As an experiment, I wanted to visualize my most-used commands in bash. Bash maintains a command history at ~/.bash_history, and so I set about parsing that file and then representing that in d3 using a pie chart.

If we’re going to visualize most-used commands, we first have to parse the ~/.bash_history file and map commands to how many times they’ve been called. I decided that I would write a ruby script to comb over the file, and dump results as a JSON file, which d3 can read. The script goes over each line of the history, parses each command, and increments its associated count in a hash. Once we have that hash, we can convert it to a JSON-friendly form and dump it to an output file, commands.json. Here’s the script:

# Parse most frequently used commands out of bash history
# Writes JSON file of the form:
#
#   {
#     commands: [
#       { command: 'ls', count: 20 },
#       ...
#     ]
#   }

require 'json'

NUM_COMMANDS = 13
counts       = Hash.new(0) # cmd -> count
result       = { commands: [] }

# Parse through history file and map commands to counts
File.read("#{Dir.home}/.bash_history").each_line do |line|
  cmds = line.chomp.split(' ')
  cmd  = cmds.first
  if cmd == 'git'
    cmd << "_#{cmds[1]}" # ex: git_commit
  end
  counts[cmd] += 1
end

# Push JSON objects into results
counts.each do |cmd, count|
  result[:commands] << { command: cmd, count: count }
end

# Take only the top n commands
result[:commands] = result[:commands].sort { |a,b| b[:count] <=> a[:count] }
                                     .take(NUM_COMMANDS)
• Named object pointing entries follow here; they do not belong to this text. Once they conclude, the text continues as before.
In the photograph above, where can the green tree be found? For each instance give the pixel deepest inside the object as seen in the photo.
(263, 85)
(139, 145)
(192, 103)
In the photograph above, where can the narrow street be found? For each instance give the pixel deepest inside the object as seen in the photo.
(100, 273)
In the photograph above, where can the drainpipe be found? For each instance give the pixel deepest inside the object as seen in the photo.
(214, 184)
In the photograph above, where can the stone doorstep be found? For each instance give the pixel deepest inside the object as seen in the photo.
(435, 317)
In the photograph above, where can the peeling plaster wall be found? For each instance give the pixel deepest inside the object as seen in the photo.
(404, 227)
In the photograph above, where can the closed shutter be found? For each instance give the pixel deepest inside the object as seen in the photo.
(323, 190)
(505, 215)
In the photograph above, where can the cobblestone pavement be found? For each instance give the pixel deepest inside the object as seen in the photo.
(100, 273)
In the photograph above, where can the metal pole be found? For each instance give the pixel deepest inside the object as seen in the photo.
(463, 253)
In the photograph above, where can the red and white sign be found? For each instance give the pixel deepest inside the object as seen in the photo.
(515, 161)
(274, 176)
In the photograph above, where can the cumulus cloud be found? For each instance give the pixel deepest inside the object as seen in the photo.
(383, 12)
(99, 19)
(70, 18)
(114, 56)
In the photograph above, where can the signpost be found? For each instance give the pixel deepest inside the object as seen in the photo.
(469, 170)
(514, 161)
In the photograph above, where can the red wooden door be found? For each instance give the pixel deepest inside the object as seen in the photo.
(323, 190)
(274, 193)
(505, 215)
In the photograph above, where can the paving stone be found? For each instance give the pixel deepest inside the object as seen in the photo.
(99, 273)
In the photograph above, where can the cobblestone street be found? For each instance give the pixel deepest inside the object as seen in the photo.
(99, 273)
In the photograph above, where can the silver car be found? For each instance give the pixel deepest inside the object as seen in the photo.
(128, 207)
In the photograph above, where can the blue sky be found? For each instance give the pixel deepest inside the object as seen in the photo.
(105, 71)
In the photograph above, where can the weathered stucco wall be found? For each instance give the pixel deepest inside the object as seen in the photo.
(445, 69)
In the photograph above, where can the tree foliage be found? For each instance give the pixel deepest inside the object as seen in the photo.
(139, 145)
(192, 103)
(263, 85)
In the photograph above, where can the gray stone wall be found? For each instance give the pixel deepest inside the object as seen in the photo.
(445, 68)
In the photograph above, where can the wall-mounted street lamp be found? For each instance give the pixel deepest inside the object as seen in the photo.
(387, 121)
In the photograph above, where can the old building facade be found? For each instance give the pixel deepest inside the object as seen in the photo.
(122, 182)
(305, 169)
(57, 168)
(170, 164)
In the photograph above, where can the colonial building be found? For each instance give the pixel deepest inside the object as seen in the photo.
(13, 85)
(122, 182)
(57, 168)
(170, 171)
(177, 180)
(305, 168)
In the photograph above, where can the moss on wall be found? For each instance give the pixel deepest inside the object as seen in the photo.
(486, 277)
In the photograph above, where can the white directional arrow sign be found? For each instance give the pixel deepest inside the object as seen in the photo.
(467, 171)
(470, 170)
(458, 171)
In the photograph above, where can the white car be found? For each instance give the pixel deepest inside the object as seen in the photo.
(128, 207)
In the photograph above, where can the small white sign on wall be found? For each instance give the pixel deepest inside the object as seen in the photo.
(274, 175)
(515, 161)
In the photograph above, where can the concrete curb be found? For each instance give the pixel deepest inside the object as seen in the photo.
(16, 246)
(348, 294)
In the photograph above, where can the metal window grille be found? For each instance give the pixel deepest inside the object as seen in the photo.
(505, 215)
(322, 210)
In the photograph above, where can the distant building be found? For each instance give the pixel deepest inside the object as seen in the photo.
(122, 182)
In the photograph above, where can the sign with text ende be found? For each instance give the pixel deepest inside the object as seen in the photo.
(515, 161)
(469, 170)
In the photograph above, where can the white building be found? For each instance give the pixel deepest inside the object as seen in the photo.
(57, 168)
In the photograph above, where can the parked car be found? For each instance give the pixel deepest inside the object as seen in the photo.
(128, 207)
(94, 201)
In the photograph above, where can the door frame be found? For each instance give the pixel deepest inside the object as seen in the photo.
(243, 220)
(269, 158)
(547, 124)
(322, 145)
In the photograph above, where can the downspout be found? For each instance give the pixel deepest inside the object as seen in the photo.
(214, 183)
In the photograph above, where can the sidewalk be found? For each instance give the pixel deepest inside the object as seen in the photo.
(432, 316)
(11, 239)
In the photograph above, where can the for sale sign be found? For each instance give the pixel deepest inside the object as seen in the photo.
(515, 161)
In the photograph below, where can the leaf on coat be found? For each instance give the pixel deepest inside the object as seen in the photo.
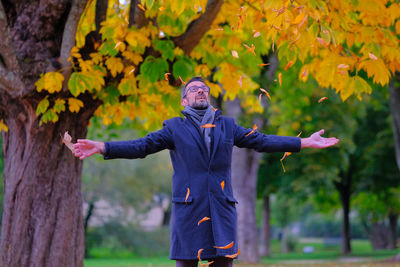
(187, 195)
(252, 131)
(208, 125)
(67, 141)
(322, 99)
(234, 255)
(203, 220)
(225, 247)
(199, 252)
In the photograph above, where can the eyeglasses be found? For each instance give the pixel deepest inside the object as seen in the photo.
(196, 88)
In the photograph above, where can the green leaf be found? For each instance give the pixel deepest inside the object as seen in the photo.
(42, 106)
(153, 69)
(183, 67)
(166, 47)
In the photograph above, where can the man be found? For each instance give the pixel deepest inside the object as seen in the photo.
(203, 223)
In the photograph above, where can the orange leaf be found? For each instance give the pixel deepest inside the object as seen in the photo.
(182, 81)
(235, 54)
(322, 41)
(252, 131)
(187, 195)
(203, 220)
(250, 49)
(289, 65)
(266, 92)
(208, 125)
(67, 141)
(322, 99)
(234, 255)
(372, 56)
(225, 247)
(207, 264)
(198, 253)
# Dump JSON to output file
File.open('commands.json', 'w') do |f|
  f << JSON.dump(result)
end

The script is a bit hacky at best - I didn’t spend too much time making it pretty. Once we have commands.json, we’re ready to start visualizing our data with d3. The code is a bit long to put inline, but you can see it along with the live results on this bl.ocks.org page.
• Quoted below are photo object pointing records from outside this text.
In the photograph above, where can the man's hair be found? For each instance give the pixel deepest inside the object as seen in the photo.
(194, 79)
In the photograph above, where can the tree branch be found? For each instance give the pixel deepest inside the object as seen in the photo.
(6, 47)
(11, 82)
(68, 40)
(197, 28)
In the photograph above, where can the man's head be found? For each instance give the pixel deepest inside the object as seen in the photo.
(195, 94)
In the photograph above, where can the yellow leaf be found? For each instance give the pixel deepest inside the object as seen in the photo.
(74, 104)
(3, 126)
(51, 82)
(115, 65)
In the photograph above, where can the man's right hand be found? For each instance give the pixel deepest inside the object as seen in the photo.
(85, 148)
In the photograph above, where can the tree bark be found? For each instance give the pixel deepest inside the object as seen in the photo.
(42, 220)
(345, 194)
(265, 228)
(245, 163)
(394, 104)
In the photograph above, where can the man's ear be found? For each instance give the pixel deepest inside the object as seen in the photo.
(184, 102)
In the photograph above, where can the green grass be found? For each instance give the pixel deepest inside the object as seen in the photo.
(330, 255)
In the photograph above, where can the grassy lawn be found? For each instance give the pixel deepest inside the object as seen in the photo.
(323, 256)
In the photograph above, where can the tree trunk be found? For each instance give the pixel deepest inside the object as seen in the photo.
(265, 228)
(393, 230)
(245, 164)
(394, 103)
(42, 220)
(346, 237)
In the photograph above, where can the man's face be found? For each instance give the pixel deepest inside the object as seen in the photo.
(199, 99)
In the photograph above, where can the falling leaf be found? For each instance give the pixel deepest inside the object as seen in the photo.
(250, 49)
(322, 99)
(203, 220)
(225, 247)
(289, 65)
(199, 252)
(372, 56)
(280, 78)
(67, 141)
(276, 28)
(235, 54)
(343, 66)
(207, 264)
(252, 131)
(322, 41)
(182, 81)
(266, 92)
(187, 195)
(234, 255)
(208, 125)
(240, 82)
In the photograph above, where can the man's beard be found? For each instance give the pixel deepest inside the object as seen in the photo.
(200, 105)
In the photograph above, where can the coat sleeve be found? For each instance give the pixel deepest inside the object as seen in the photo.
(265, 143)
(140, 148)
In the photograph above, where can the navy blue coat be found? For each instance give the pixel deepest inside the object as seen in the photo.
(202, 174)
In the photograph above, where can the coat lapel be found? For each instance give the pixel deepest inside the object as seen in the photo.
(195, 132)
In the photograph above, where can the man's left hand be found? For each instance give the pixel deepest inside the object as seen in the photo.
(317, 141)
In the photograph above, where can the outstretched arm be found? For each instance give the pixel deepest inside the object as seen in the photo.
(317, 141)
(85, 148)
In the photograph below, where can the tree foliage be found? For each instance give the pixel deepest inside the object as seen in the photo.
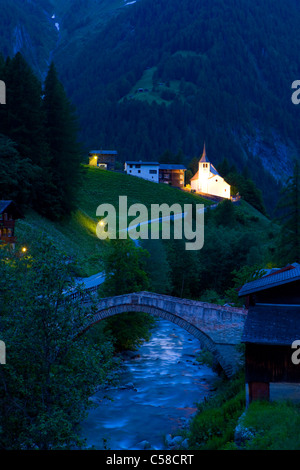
(51, 368)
Here’s a screenshot of my results:

bash piechart

Click for larger image

Unsurprisingly, a small number of commands dominate my most-used list. cs is a function I wrote which runs clear and then git status if you’re currently in a git repo, otherwise it defaults to ls -la. I’ve gotten in the habit of running it after just about every command, and I find it a super handy way to constantly keep the state of a repo in mind. You can find it in a gist here.
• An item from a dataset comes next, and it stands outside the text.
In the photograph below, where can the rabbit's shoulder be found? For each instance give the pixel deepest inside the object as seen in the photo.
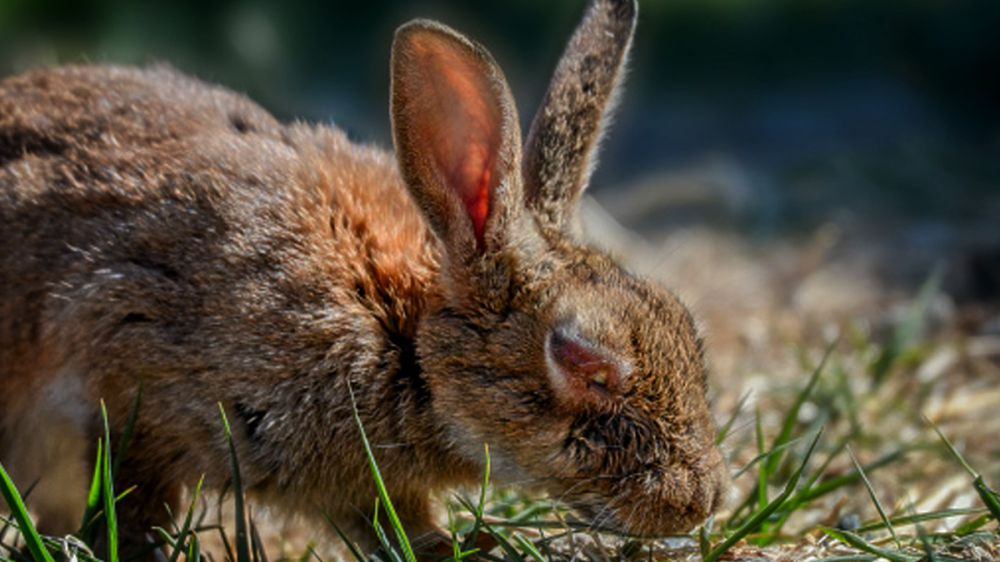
(65, 109)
Vim takes second place after my recent switch from Sublime Text (which I will write about another day). x is an alias for exit, and up an alias for cd ... gd and gds are aliases for git diff, and j is the invaluable autojump at work. The rest is mostly the standard UNIX toolkit. My HISTFILESIZE is set to 2000, which is a decent sample size, and I’ve arbitrarily limited the number of commands shown to the top 13 for readability.

This visualization doesn’t really serve any particular purpose, although it’s a good intro-level d3 project, and it’s fun to see a breakdown of my daily workflow. If you’re interested in d3, this page has all the code for this example, and I can’t recommend Interactive Data Visualization for the Web highly enough. It starts at the basics and does a fantastic job of leading you through the different things are possible with d3. Happy visualizing!